A direção que o veículo está seguindo é diferente da direção na qual as rodas estão apontando. No entanto, essa diferença não pode ser maior que 10°, ou haverá uma considerável perda de grip.

O ângulo de derrapagem também está relacionado com o grip do pneus. Assim como a taxa de derrapagem, o ângulo a partir de determinados valores começa a prejudicar o grip dos pneus. Geralmente o ângulo de derrapagem no qual o grip tem seu valor mais alto é de 8 – 10°. Acima desses valores o pneu certamente irá perder grip. Por isso, é muito comum ver carros fazendo curvas em alta velocidade literalmente derrapando, e reparando nos pneus dianteiros, eles não tão esterçados assim como o carro está. É a chamada derrapada controlada, quando o carro derrapa com as quatro-rodas sem perder o controle e sem sair da sua trajetória.

Repare nesse MR2, ele está contornando uma curva fechada com o mínimo de derrapagem. Veja como o carro já está apontando para saída da curva, seguindo a trajetória da mesma, e os pneus dianteiros com o mínimo de esterçamento.

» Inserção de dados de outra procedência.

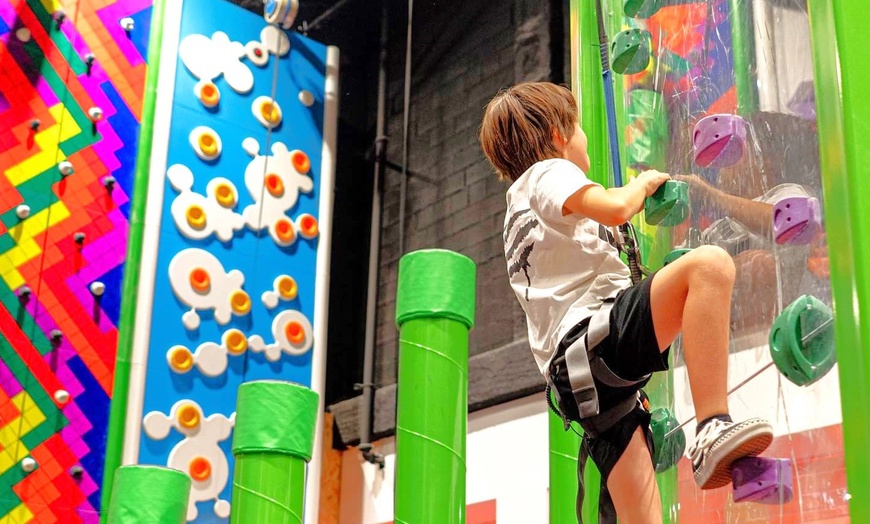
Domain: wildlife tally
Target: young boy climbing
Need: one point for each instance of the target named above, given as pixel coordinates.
(560, 242)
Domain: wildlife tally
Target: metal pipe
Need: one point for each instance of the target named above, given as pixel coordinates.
(367, 386)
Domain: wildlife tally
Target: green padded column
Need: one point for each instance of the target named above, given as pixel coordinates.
(842, 74)
(272, 441)
(149, 495)
(434, 312)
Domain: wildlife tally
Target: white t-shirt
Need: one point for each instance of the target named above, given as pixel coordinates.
(560, 267)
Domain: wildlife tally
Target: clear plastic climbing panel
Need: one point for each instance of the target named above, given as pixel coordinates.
(719, 93)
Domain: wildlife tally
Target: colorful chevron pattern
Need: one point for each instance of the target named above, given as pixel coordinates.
(45, 75)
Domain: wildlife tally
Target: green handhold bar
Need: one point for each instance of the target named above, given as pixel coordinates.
(630, 51)
(669, 205)
(273, 439)
(149, 495)
(434, 311)
(669, 447)
(675, 254)
(802, 341)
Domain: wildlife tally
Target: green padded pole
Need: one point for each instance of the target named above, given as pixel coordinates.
(743, 48)
(842, 74)
(434, 312)
(149, 495)
(272, 442)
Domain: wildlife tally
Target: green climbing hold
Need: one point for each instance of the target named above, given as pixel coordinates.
(641, 8)
(669, 205)
(667, 450)
(802, 341)
(675, 254)
(631, 51)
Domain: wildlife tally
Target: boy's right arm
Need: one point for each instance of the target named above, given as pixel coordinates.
(615, 206)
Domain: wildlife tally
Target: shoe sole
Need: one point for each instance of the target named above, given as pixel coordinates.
(755, 441)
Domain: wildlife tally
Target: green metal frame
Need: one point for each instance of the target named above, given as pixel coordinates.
(120, 390)
(842, 74)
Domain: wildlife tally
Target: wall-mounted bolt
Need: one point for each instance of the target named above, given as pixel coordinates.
(98, 288)
(95, 114)
(66, 168)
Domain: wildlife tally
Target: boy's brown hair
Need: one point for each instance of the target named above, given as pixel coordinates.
(519, 122)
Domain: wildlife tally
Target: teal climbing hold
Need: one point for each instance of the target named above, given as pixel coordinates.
(675, 254)
(641, 8)
(630, 51)
(667, 450)
(669, 205)
(802, 341)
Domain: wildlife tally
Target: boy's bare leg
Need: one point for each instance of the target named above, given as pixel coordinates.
(632, 485)
(692, 295)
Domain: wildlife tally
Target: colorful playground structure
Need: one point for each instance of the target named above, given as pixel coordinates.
(166, 184)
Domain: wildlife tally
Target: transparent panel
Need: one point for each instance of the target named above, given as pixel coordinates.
(726, 105)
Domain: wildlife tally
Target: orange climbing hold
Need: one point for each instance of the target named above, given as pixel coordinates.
(200, 281)
(287, 288)
(295, 332)
(209, 95)
(300, 162)
(225, 195)
(199, 469)
(180, 359)
(196, 217)
(308, 226)
(241, 302)
(236, 341)
(285, 231)
(188, 416)
(274, 185)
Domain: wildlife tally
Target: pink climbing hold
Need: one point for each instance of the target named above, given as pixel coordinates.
(796, 220)
(718, 140)
(762, 480)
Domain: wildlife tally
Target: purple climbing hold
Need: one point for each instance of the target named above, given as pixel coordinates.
(762, 480)
(718, 140)
(796, 220)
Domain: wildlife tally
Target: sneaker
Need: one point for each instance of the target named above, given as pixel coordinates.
(720, 443)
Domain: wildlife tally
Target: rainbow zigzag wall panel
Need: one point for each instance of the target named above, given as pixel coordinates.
(63, 243)
(235, 250)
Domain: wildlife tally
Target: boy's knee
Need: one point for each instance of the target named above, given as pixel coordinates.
(713, 263)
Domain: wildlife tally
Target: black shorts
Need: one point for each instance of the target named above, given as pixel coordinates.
(631, 351)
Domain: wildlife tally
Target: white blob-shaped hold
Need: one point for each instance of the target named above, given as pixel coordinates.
(257, 53)
(199, 216)
(275, 40)
(223, 286)
(190, 320)
(286, 324)
(251, 146)
(208, 58)
(61, 396)
(28, 464)
(95, 114)
(206, 143)
(267, 112)
(306, 98)
(98, 288)
(270, 206)
(201, 442)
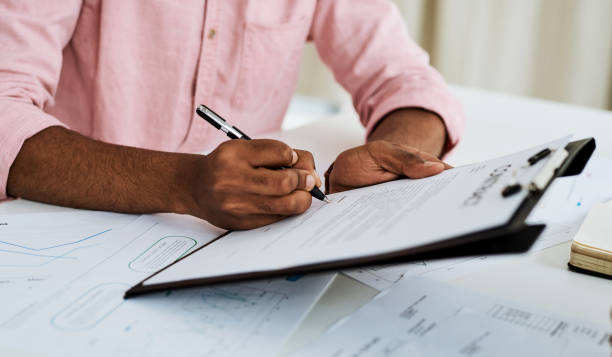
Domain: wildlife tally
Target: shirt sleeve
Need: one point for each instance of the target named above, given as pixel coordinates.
(367, 47)
(33, 34)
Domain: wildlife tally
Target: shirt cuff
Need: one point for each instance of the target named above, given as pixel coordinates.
(19, 121)
(434, 99)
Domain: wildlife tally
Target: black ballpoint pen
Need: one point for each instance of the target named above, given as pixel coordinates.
(234, 133)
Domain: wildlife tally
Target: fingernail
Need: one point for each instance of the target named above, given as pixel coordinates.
(318, 178)
(309, 182)
(293, 157)
(433, 164)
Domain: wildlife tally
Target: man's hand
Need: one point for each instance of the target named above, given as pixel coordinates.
(237, 187)
(406, 143)
(233, 187)
(380, 161)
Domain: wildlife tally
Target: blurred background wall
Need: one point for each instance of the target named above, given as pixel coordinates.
(553, 49)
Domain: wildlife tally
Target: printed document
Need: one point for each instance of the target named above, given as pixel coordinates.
(86, 314)
(562, 209)
(384, 218)
(422, 317)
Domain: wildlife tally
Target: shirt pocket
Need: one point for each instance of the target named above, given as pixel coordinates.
(270, 61)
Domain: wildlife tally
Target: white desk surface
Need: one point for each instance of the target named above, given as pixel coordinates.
(497, 124)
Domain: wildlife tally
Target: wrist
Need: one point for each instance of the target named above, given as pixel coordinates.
(183, 190)
(415, 127)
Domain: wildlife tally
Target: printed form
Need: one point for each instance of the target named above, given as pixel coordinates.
(563, 208)
(422, 317)
(379, 219)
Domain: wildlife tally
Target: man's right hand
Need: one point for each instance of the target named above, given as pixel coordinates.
(234, 187)
(239, 185)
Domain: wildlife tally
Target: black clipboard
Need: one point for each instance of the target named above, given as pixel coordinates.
(514, 237)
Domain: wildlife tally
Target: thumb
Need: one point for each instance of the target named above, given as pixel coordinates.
(403, 161)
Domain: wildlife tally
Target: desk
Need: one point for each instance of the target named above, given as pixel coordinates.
(497, 124)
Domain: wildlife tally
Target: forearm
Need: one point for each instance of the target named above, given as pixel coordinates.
(61, 167)
(414, 127)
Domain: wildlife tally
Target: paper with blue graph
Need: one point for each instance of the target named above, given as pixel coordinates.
(86, 314)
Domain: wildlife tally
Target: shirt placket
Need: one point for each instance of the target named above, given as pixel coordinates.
(204, 83)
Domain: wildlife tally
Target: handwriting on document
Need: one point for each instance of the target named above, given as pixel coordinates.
(490, 181)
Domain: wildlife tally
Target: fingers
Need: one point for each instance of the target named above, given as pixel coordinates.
(306, 162)
(249, 204)
(400, 161)
(264, 181)
(425, 155)
(269, 153)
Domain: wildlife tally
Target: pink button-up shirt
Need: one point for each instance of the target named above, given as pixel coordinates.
(132, 72)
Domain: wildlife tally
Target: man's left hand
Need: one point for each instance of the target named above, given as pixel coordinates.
(380, 161)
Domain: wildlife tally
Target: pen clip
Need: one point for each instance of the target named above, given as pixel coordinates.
(543, 178)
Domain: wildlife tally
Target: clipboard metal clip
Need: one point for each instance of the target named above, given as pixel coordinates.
(543, 177)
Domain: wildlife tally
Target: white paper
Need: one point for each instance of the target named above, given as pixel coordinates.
(421, 317)
(87, 316)
(562, 209)
(379, 219)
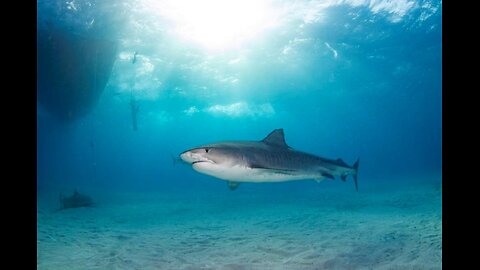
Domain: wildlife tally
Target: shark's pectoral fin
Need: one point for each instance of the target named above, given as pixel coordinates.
(328, 175)
(233, 185)
(319, 179)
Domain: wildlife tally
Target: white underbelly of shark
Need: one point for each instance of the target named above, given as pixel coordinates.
(246, 174)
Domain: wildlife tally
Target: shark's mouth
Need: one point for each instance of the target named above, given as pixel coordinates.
(199, 161)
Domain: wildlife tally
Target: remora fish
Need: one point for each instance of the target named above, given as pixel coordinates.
(268, 160)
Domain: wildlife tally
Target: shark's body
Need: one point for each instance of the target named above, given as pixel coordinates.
(268, 160)
(76, 200)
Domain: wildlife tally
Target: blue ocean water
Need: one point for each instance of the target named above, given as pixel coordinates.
(344, 79)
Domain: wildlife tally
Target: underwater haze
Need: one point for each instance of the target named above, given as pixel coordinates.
(124, 87)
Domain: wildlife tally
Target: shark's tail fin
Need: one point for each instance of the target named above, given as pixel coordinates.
(355, 167)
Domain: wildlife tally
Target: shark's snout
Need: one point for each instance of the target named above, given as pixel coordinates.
(187, 156)
(193, 156)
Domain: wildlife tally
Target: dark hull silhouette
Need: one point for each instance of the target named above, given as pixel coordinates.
(72, 72)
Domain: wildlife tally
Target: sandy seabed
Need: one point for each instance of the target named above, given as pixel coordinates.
(388, 229)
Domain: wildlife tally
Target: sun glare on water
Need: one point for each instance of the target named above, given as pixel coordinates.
(216, 24)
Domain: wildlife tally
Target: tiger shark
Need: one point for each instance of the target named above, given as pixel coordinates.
(268, 160)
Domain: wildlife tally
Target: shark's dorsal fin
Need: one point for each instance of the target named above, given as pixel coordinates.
(276, 138)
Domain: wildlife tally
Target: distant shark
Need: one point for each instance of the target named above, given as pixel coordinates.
(76, 200)
(268, 160)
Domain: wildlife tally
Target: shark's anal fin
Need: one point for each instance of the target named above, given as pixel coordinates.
(273, 170)
(233, 185)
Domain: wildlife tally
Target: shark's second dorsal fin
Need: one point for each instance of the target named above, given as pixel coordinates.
(276, 138)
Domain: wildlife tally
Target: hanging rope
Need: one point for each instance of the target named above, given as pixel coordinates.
(92, 122)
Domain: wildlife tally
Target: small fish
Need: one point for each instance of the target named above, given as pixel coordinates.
(134, 58)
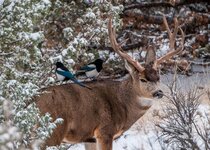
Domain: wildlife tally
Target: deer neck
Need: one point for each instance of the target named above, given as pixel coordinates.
(136, 102)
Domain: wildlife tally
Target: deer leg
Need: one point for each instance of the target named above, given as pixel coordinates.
(90, 146)
(104, 143)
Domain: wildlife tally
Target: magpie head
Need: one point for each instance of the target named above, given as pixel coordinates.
(59, 65)
(98, 62)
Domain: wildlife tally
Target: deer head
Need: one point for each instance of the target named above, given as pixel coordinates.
(147, 76)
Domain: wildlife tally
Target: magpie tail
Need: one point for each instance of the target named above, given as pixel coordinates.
(83, 85)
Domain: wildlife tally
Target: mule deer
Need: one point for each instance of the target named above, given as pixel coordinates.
(108, 110)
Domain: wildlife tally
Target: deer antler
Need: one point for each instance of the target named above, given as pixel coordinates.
(118, 49)
(172, 38)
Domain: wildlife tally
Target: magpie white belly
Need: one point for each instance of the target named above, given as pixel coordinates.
(60, 77)
(92, 74)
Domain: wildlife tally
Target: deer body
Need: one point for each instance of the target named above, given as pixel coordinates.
(111, 108)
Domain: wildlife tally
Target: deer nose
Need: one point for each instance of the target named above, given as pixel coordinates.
(158, 94)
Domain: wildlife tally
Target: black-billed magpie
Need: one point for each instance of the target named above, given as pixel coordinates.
(63, 74)
(92, 69)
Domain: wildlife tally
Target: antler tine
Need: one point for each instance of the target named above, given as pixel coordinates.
(118, 49)
(172, 38)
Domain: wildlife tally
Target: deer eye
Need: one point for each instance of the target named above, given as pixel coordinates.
(143, 80)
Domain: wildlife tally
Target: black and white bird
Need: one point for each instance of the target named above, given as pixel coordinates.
(63, 74)
(91, 70)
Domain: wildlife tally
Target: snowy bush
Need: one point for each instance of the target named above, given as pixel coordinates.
(22, 69)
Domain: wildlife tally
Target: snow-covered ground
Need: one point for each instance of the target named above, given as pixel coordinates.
(142, 135)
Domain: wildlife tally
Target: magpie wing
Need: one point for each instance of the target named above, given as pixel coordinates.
(66, 74)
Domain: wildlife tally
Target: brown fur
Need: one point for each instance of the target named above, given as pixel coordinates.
(101, 112)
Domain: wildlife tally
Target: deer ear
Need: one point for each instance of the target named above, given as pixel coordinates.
(150, 55)
(129, 68)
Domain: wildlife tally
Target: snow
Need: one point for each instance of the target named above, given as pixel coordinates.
(1, 2)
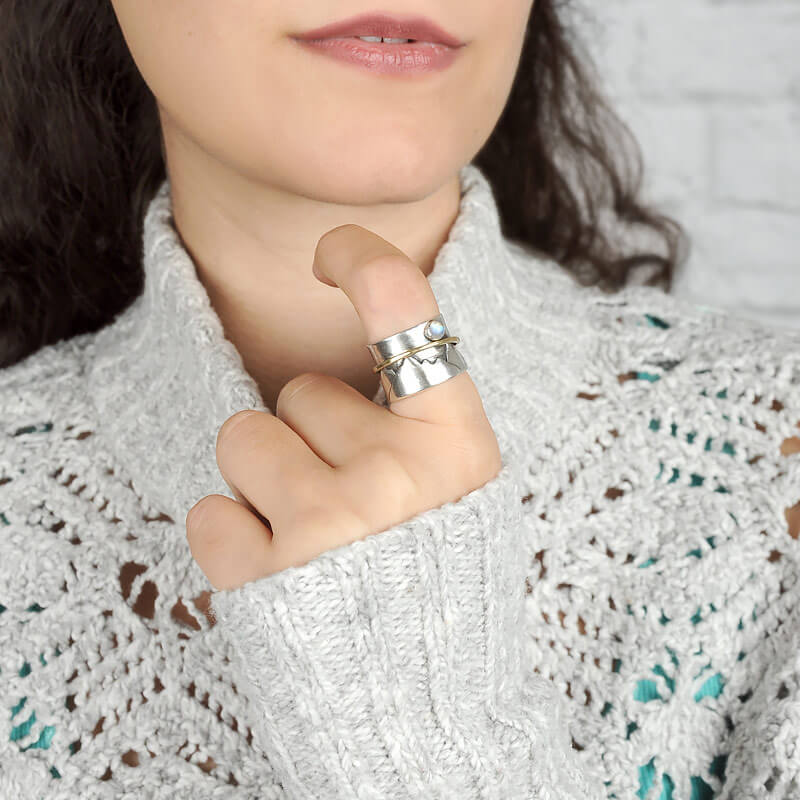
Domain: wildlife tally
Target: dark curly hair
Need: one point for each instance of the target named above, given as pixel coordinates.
(82, 154)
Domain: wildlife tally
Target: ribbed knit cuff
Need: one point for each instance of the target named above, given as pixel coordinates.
(379, 669)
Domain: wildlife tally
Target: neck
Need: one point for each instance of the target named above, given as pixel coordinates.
(253, 245)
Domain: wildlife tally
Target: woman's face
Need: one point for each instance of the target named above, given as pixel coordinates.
(230, 80)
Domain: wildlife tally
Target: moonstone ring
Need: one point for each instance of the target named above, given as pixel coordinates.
(421, 356)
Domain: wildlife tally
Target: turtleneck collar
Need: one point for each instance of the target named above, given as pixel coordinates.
(164, 377)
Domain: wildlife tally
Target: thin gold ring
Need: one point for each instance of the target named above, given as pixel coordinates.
(406, 353)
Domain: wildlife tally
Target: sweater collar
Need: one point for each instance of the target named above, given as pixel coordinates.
(164, 377)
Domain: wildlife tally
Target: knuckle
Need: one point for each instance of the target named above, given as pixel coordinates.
(383, 278)
(303, 382)
(479, 459)
(236, 427)
(249, 433)
(397, 479)
(200, 527)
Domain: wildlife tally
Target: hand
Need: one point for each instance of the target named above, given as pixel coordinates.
(332, 467)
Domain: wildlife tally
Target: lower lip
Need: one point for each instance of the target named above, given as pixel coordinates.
(407, 58)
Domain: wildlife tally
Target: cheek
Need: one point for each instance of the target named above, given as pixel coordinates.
(236, 86)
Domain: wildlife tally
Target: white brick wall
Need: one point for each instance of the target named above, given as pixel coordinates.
(711, 89)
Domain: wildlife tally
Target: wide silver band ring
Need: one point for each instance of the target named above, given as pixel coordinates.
(417, 358)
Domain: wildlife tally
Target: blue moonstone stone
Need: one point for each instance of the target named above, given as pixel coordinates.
(434, 330)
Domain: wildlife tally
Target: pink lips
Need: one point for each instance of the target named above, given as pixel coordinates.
(390, 27)
(432, 48)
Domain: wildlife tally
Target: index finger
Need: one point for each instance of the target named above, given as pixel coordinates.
(390, 293)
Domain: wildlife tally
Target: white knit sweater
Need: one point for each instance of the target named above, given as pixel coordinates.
(614, 615)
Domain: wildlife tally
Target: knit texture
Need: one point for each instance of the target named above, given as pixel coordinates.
(613, 615)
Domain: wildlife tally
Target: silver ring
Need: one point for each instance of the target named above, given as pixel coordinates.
(421, 356)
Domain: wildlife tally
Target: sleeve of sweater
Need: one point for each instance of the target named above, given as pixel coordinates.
(391, 667)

A condução de um carro é muito mais do que se aprende em auto-escola. Como é possível ver, o pneus determinam os limites do carro. Guiando com o círculo de fricção em mente, aos poucos você percebe que pode balancear o grip do pneus para movimentos longitudinais ou laterais. Embora o grip seja a capacidade de aderência do pneus com o solo, essa aderência é maior quando o pneu está em constante derrapagem(de 10-15%), e o ângulo de derrapagem na qual os pneus dianteiros desempenham a maior aderência está ligado a carga transferida para eles e a velocidade do carro. Não importa o quando você gire o volante, ou aplique mais força de frenagem, ou transfira mais potência para as rodas. Excedendo o limite de grip dos pneus, o carro vai derrapar e perder o controle. Guiar um veículo é gerenciar a transferência de carga fazendo-o derrapar na medida certa.